Almagrabi Alaa O, Abdullah Saleem, Shams Maria, Al-Otaibi Yasser D, Ashraf Shahzaib
Department of Information Systems, Faculty of Computing and Information Technology, King Abdulaziz University, Jeddah, 21589 Saudi Arabia.
Department of Mathematics, Abdul Wali Khan University Mardan, Mardan, Khyber Pakhtunkhwa Pakistan.
J Ambient Intell Humaniz Comput. 2022;13(4):1687-1713. doi: 10.1007/s12652-021-03130-y. Epub 2021 Apr 5.

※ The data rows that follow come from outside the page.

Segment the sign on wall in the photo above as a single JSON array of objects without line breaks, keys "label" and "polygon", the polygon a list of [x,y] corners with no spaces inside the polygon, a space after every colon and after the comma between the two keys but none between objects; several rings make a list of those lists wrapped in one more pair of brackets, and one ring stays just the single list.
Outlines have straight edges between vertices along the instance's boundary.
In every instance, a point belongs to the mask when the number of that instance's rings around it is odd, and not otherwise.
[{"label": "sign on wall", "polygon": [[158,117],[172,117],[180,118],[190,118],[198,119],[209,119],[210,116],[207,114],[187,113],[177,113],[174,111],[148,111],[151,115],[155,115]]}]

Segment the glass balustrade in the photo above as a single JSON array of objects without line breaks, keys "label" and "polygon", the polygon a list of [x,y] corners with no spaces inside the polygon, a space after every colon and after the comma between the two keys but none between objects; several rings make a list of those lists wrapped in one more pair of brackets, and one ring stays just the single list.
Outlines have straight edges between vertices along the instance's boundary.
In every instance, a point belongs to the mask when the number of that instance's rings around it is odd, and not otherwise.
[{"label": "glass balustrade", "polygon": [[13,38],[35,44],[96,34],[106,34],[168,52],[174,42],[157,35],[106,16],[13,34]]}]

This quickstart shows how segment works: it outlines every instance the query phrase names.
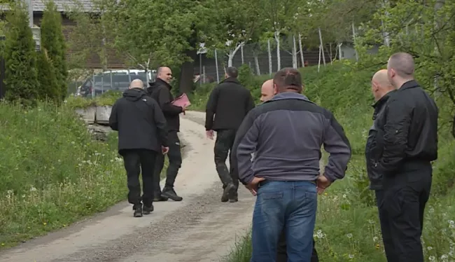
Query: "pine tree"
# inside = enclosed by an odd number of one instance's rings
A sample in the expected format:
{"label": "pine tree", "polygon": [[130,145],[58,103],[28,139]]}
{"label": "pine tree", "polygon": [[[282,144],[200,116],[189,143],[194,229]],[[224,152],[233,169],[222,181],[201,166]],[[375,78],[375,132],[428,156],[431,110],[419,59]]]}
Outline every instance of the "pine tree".
{"label": "pine tree", "polygon": [[36,43],[29,27],[29,15],[21,1],[11,4],[5,32],[6,98],[34,101],[37,97]]}
{"label": "pine tree", "polygon": [[40,90],[38,97],[41,99],[50,99],[58,102],[61,99],[62,92],[59,88],[55,69],[52,67],[46,50],[37,55],[38,79]]}
{"label": "pine tree", "polygon": [[68,92],[66,45],[62,27],[62,16],[57,11],[57,7],[52,1],[46,4],[41,31],[42,50],[47,52],[47,60],[50,61],[57,78],[57,85],[55,88],[59,90],[60,98],[63,99]]}

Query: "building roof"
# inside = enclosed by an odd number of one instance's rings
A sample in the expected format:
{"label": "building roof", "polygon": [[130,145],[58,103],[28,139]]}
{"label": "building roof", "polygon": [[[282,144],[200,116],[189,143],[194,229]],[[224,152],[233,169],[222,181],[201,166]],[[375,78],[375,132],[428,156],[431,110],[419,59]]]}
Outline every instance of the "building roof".
{"label": "building roof", "polygon": [[[80,11],[84,12],[95,12],[94,4],[92,0],[53,0],[55,6],[57,6],[57,11],[59,12],[69,11],[74,8],[80,8],[83,10]],[[43,12],[46,8],[46,0],[31,0],[33,5],[34,12]],[[0,5],[0,10],[8,10],[8,4]]]}
{"label": "building roof", "polygon": [[[43,12],[46,8],[46,0],[31,0],[34,12]],[[68,8],[81,7],[84,11],[92,11],[94,5],[92,0],[54,0],[57,11],[59,12],[67,11]]]}

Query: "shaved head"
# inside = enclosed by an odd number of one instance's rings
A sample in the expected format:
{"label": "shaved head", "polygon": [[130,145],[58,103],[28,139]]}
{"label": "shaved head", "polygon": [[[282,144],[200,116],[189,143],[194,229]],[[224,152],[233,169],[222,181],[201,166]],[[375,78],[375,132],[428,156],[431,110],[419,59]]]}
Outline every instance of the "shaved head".
{"label": "shaved head", "polygon": [[134,79],[130,84],[130,89],[141,88],[144,89],[144,82],[141,79]]}
{"label": "shaved head", "polygon": [[386,69],[381,69],[376,72],[371,79],[371,91],[374,100],[378,101],[395,88],[388,81]]}
{"label": "shaved head", "polygon": [[397,88],[414,79],[415,65],[412,55],[407,53],[392,55],[387,63],[387,75],[390,82]]}
{"label": "shaved head", "polygon": [[158,78],[160,78],[167,83],[171,83],[171,80],[172,80],[172,71],[167,67],[158,67],[156,74]]}
{"label": "shaved head", "polygon": [[262,86],[260,88],[260,102],[265,102],[270,100],[275,94],[273,79],[269,79],[264,82]]}

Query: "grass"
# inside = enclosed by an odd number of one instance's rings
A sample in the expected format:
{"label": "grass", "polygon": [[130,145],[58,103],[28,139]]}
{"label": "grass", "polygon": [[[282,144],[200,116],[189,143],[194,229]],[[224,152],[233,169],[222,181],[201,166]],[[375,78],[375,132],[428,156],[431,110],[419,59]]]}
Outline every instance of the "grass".
{"label": "grass", "polygon": [[[346,177],[335,183],[318,199],[314,237],[321,261],[385,262],[380,226],[363,156],[368,129],[372,123],[373,102],[370,78],[378,69],[357,69],[340,63],[317,72],[316,67],[302,69],[310,99],[329,109],[344,127],[353,151]],[[241,70],[239,70],[241,71]],[[267,76],[248,74],[242,83],[258,99],[262,83]],[[425,79],[417,79],[424,82]],[[193,94],[192,109],[204,111],[212,85],[198,88]],[[433,165],[432,195],[427,204],[424,230],[426,259],[445,262],[455,259],[455,141],[443,124],[453,118],[454,107],[440,97],[439,159]],[[257,101],[258,102],[258,101]],[[250,234],[240,237],[226,261],[249,261]]]}
{"label": "grass", "polygon": [[0,115],[0,249],[126,198],[116,132],[93,140],[70,106],[1,102]]}

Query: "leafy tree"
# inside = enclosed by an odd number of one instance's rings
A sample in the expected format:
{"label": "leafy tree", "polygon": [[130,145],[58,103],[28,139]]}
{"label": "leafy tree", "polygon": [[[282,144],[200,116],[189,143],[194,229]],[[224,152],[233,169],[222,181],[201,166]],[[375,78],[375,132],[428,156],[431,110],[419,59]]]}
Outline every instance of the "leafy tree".
{"label": "leafy tree", "polygon": [[22,1],[10,6],[5,28],[6,97],[9,100],[34,101],[38,82],[36,43],[29,27],[29,15]]}
{"label": "leafy tree", "polygon": [[[57,83],[55,88],[59,90],[59,97],[64,99],[68,90],[66,78],[68,76],[68,68],[65,57],[66,45],[63,29],[62,28],[62,16],[57,11],[57,6],[51,0],[46,4],[46,9],[43,14],[41,21],[41,47],[47,53],[50,62],[50,66],[55,68],[52,70],[55,74],[50,75],[48,78],[55,77]],[[47,60],[47,59],[46,59]],[[46,60],[43,59],[43,60]],[[48,90],[49,88],[46,88]],[[55,92],[52,92],[55,94]],[[50,97],[57,99],[51,94]]]}

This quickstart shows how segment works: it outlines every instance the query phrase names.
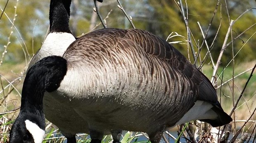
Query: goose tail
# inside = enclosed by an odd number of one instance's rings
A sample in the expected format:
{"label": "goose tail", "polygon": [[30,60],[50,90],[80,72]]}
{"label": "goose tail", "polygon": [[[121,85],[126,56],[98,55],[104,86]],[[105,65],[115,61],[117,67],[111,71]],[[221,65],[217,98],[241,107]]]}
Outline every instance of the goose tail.
{"label": "goose tail", "polygon": [[203,119],[200,120],[207,122],[213,127],[223,126],[229,123],[232,121],[232,119],[231,117],[224,112],[218,101],[214,105],[211,110],[217,114],[217,118]]}

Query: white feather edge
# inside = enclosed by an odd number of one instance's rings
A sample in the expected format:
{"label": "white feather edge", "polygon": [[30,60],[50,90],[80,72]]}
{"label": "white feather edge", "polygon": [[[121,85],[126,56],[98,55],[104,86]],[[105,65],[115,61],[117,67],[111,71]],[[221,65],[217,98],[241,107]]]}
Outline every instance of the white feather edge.
{"label": "white feather edge", "polygon": [[183,118],[178,121],[175,126],[195,120],[215,119],[218,115],[211,108],[213,106],[210,103],[198,100]]}

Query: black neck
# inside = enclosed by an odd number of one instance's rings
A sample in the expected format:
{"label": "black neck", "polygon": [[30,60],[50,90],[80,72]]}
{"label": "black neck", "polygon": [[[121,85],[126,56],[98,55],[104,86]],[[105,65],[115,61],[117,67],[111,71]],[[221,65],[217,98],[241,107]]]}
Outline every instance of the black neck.
{"label": "black neck", "polygon": [[69,16],[71,0],[51,0],[49,19],[50,32],[71,33]]}
{"label": "black neck", "polygon": [[66,70],[66,60],[57,56],[44,58],[33,65],[24,81],[21,112],[43,115],[45,92],[52,92],[59,87]]}

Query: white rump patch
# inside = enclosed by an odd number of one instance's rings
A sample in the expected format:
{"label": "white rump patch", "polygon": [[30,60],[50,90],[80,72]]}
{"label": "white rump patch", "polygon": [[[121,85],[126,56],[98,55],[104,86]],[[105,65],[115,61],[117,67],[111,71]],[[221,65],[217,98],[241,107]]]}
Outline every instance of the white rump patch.
{"label": "white rump patch", "polygon": [[25,123],[27,129],[33,136],[35,143],[42,143],[45,135],[45,131],[28,120],[25,121]]}
{"label": "white rump patch", "polygon": [[215,119],[218,115],[211,110],[213,107],[209,103],[198,100],[175,125],[196,120]]}

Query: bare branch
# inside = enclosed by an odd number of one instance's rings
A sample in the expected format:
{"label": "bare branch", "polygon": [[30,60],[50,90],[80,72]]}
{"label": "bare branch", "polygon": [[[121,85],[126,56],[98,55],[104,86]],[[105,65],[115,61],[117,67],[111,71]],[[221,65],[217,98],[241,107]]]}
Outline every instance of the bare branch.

The emergency situation of COVID-19 is a very important problem for emergency decision support systems. Control of the spread of COVID-19 in emergency situations across the world is a challenge and therefore the aim of this study is to propose a q-linear Diophantine fuzzy decision-making model for the control and diagnose COVID19. Basically, the paper includes three main parts for the achievement of appropriate and accurate measures to address the situation of emergency decision-making. First, we propose a novel generalization of Pythagorean fuzzy set, q-rung orthopair fuzzy set and linear Diophantine fuzzy set, called q-linear Diophantine fuzzy set (q-LDFS) and also discussed their important properties. In addition, aggregation operators play an effective role in aggregating uncertainty in decision-making problems. Therefore, algebraic norms based on certain operating laws for q-LDFSs are established. In the second part of the paper, we propose series of averaging and geometric aggregation operators based on defined operating laws under q-LDFS. The final part of the paper consists of two ranking algorithms based on proposed aggregation operators to address the emergency situation of COVID-19 under q-linear Diophantine fuzzy information. In addition, the numerical case study of the novel carnivorous (COVID-19) situation is provided as an application for emergency decision-making based on the proposed algorithms. Results explore the effectiveness of our proposed methodologies and provide accurate emergency measures to address the global uncertainty of COVID-19.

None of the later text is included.